埼玉消費者被害をなくす会、「モバゲー」の利用規約の差止訴訟 消費者法で無効とする内容が含まれるため

埼玉消費者被害をなくす会は、7月9日、ディー・エヌ・エー(以下、 DeNA)に対してさいたま地方裁判所民事部への提起を発表した。同会は、DeNAが運営するポータルサイト「モバゲー」のサービス利用契約に対して、消費者契約法第8条第1項で無効とする内容が含まれている条項があるとして、該当する規約の使用差止を求めている。
 

■差止の対象となった条項及びその理由
 
第4条 携帯電話

3 携帯電話及びパスワードの管理不十分、使用上の過誤、第三者の使用等による損害の責任はモバゲー会員が負うものとし、当社は一切の責任を負いません。


 
文言上、パスワードの管理不十分、使用上の過誤、第三者使用という事態が生じるに至った責任の所在が限定されておらず、すなわち被告に故意過失がある場合も含め、文言上、「被告が一切責任を負わない」条項であり消費者契約法8条1項1号もしくは3号に抵触する。


 
第7条 モバゲー会員規約の違反等について

3 当社の措置によりモバゲー会員に損害が生じても、当社は一切損害を賠償しません。


 
当社の措置をとる事由として、同条1項に「c.他のモバゲー会員に不当に迷惑をかけたと当社が判断した場合」「e.その他、モバゲー会員として不適切であると当社が判断した場合」を含む5つの事由が列挙されていますが、「措置」をとるにあたって、その故意過失に基づき誤った判断をし、その結果、会員に損害を与える事態が生じた場合などを除外することなく、文言上、被告が一切損害を賠償しなくともよいという規定となっており、消費者契約法8条1項1号、3号に抵触する。


 
第10条 料金

1 モバゲー会員は、当社の定める有料コンテンツを利用する場合には、当社の定める金額の利用料金を当社の定める方法により当社の定める時期までに支払うものとします。
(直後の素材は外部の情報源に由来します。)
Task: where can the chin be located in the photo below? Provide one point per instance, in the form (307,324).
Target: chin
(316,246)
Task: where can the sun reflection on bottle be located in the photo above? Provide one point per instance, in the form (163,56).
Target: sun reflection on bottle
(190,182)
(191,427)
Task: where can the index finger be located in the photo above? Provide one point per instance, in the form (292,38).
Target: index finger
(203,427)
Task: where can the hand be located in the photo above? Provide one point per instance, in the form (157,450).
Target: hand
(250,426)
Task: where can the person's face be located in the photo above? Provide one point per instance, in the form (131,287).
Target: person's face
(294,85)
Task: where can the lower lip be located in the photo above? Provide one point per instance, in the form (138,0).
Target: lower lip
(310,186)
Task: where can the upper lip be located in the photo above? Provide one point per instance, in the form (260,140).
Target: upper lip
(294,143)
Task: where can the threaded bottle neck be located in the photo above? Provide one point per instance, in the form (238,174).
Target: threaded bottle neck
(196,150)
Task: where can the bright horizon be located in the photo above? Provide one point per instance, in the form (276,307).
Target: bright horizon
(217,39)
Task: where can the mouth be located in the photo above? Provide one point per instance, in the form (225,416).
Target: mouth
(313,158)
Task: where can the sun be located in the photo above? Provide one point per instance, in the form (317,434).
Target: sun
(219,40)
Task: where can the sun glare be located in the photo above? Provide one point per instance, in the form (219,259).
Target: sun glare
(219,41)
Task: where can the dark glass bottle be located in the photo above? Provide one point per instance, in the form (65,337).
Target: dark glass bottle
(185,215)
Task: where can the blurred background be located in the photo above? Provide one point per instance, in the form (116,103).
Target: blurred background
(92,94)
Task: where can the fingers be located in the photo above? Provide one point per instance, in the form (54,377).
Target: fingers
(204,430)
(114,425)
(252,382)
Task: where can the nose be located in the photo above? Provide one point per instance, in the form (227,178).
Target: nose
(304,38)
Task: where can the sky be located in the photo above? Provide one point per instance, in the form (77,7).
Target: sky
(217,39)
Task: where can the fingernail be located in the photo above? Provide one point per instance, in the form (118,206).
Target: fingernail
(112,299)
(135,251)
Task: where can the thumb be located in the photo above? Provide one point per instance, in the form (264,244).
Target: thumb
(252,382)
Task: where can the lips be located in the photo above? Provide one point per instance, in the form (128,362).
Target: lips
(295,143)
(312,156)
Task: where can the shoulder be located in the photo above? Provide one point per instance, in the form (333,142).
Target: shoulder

また、当社は理由の如何にかかわらず、すでに支払われた利用料金を一切返還しません。


 
モバゲー内におけるシステムトラブルによる二重課金や、コンテンツ内においてアイテム購入後にアイテムの性能の大幅な変更をすることなど、被告側の過失や債務不履行が想定される事態などを除外することなく、文言上、被告は受領した料金を返還しないという規定になっており、消費者契約法8条1項1号、3号に抵触する。


 
第12条 当社の責任

4 本規約において当社の責任について規定していない場合で、当社の責めに帰すべき事由によりモバゲー会員に損害が生じた場合、当社は1万円を上限として賠償します。


 
1万円の支払い対象として、「本規約において当社の責任について規定していない場合」との条件を付しており、そうすると、本件利用規約内で責任を規定している条項、すなわち「一切責任を負わない」と規定している上記条項(同4条3項、7条3項、10条1項)1万円の賠償対象とならないと解釈できる。したがって、同項はその前段部分「本規約において当社の責任について規定していない場合」について、消費者契約法8条1項1号、3号に抵触する。


なお、同会のホームページには、今回の訴状やDeNAとのやり取りその全文も公開している。